Photo: Members of the Native Canadian Centre of Toronto dance group perform following the launch of the Bloor Street Culture Corridor. The centre is one of two downtown organizations serving urban Aboriginal youth to receive federal funding.
Two downtown organizations serving urban Aboriginal youth have received funding infusion from the federal government to assist in addressing barriers to employment.
Miziwe Biik Aboriginal Employment and Training at 167 Gerrard St. E. and the Native Canadian Centre of Toronto at 16 Spadina Rd. have been awarded a total of $144,590 in funding through Aboriginal Affairs and Northern Development Canada’s Urban Aboriginal Strategy, which was recently improved to allow for more funding available to support community organizations and projects.
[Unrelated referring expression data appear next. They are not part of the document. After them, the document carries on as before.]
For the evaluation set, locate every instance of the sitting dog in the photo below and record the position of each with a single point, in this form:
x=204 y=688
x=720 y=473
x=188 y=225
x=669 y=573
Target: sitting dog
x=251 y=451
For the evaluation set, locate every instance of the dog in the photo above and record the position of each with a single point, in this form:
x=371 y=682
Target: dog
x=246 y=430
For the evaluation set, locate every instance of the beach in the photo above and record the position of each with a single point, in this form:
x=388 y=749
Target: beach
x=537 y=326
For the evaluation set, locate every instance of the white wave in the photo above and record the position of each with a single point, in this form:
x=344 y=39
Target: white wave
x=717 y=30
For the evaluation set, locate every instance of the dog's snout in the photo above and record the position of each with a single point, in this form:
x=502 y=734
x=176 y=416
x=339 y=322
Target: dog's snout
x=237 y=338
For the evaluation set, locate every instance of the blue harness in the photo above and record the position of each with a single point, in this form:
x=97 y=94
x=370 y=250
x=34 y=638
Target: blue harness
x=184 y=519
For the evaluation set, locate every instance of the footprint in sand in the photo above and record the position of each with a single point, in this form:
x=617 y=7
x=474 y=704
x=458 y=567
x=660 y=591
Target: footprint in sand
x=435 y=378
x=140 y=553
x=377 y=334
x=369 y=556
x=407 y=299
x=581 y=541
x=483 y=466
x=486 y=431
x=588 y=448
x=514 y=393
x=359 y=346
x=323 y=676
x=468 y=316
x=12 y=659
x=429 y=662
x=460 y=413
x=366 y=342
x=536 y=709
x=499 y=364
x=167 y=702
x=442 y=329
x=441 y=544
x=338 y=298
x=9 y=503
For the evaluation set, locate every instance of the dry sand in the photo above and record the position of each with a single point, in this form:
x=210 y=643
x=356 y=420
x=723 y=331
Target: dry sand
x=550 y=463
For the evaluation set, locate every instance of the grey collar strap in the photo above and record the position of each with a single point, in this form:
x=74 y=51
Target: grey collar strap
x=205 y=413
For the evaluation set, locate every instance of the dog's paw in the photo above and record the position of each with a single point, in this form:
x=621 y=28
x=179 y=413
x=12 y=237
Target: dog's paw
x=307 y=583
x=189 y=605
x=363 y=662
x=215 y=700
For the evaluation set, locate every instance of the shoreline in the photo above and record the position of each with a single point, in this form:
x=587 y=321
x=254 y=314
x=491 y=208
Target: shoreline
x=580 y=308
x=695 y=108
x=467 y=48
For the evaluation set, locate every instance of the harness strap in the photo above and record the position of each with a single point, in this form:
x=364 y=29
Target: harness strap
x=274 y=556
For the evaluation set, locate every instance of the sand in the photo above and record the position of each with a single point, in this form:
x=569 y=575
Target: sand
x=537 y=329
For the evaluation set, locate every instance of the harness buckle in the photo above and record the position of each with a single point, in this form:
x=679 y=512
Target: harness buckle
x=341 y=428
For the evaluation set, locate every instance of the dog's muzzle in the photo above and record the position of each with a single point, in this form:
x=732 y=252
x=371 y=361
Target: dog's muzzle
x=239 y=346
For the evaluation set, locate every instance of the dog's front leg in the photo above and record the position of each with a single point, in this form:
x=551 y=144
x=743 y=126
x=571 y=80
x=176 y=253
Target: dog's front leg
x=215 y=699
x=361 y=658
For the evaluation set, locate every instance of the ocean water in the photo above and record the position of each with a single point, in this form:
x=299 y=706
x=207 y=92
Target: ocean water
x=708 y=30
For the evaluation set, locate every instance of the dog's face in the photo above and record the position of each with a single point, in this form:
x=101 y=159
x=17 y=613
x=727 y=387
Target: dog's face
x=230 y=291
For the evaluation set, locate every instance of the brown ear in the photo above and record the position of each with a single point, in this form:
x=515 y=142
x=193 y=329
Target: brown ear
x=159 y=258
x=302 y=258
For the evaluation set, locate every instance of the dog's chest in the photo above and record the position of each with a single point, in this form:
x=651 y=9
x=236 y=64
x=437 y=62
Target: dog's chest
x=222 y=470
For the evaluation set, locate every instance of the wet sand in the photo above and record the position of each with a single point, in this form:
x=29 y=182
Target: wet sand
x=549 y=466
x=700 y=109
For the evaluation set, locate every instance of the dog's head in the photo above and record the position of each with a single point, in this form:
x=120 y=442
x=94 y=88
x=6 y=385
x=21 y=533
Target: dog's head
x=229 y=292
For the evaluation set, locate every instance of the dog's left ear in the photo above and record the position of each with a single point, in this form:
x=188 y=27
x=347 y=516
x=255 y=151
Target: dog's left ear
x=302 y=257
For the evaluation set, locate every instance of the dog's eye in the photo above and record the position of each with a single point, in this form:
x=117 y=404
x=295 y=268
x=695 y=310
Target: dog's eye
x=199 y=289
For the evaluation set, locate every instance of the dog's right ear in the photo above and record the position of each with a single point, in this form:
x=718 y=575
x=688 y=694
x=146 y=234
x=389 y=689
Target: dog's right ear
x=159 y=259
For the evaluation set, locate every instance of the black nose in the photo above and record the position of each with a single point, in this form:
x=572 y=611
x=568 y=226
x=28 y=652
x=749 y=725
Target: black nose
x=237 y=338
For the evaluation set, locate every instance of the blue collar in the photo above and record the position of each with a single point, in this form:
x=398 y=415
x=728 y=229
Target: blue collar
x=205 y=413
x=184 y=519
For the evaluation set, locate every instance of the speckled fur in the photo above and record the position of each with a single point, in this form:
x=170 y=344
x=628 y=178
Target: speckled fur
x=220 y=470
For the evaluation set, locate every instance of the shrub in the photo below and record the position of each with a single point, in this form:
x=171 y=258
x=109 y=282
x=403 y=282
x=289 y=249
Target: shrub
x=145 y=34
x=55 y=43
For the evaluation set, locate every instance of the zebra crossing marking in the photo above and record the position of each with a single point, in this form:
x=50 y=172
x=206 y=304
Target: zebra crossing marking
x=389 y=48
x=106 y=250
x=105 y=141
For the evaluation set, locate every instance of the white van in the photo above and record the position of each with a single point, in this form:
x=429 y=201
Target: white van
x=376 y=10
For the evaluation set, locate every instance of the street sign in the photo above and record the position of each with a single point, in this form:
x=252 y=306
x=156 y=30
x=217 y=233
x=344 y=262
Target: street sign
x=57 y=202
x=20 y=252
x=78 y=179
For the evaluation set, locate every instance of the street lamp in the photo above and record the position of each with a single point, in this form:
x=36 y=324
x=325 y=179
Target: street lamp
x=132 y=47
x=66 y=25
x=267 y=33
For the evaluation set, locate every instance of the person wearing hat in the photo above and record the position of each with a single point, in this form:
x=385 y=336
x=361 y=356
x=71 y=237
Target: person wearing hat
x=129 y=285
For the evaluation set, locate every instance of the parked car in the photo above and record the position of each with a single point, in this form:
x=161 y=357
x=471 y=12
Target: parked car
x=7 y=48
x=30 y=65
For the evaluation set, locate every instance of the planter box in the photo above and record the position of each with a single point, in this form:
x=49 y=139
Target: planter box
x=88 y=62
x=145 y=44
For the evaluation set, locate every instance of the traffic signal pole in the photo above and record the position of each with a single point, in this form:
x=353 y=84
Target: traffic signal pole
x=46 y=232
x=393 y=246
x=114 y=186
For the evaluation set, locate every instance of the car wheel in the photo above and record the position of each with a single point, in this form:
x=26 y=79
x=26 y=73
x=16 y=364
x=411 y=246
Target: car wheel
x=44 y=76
This new approach recognizes the important role urban Aboriginal organizations play and aims to promote community engagement, planning and partnerships with the goal of increasing the participation of urban Aboriginal people in the Canadian economy.
At Miziwe Biik Aboriginal Employment and Training, the funding will help support and expand the “innovative programs and services” the organization has been offering since 1994, said Carol White, a program coordinator, in a March 2 release.
Specifically, it will help pay for a new Aboriginal Urban Youth Skills Program she said would “provide unemployed Aboriginal youth with the necessary skills to explore meaningful employment opportunities.”
“Traditional teachings are an integral part of this program as this knowledge is fundamental in knowing who we are as Aboriginal people,” White said.
Over at the Native Canadian Centre of Toronto, there’s a an Aboriginal Youth Mental Health and Addictions Program known as ENAGB, which, with the continuously planning of its seven-member youth council, is working to provide wraparound services for Aboriginal youth within the GTA.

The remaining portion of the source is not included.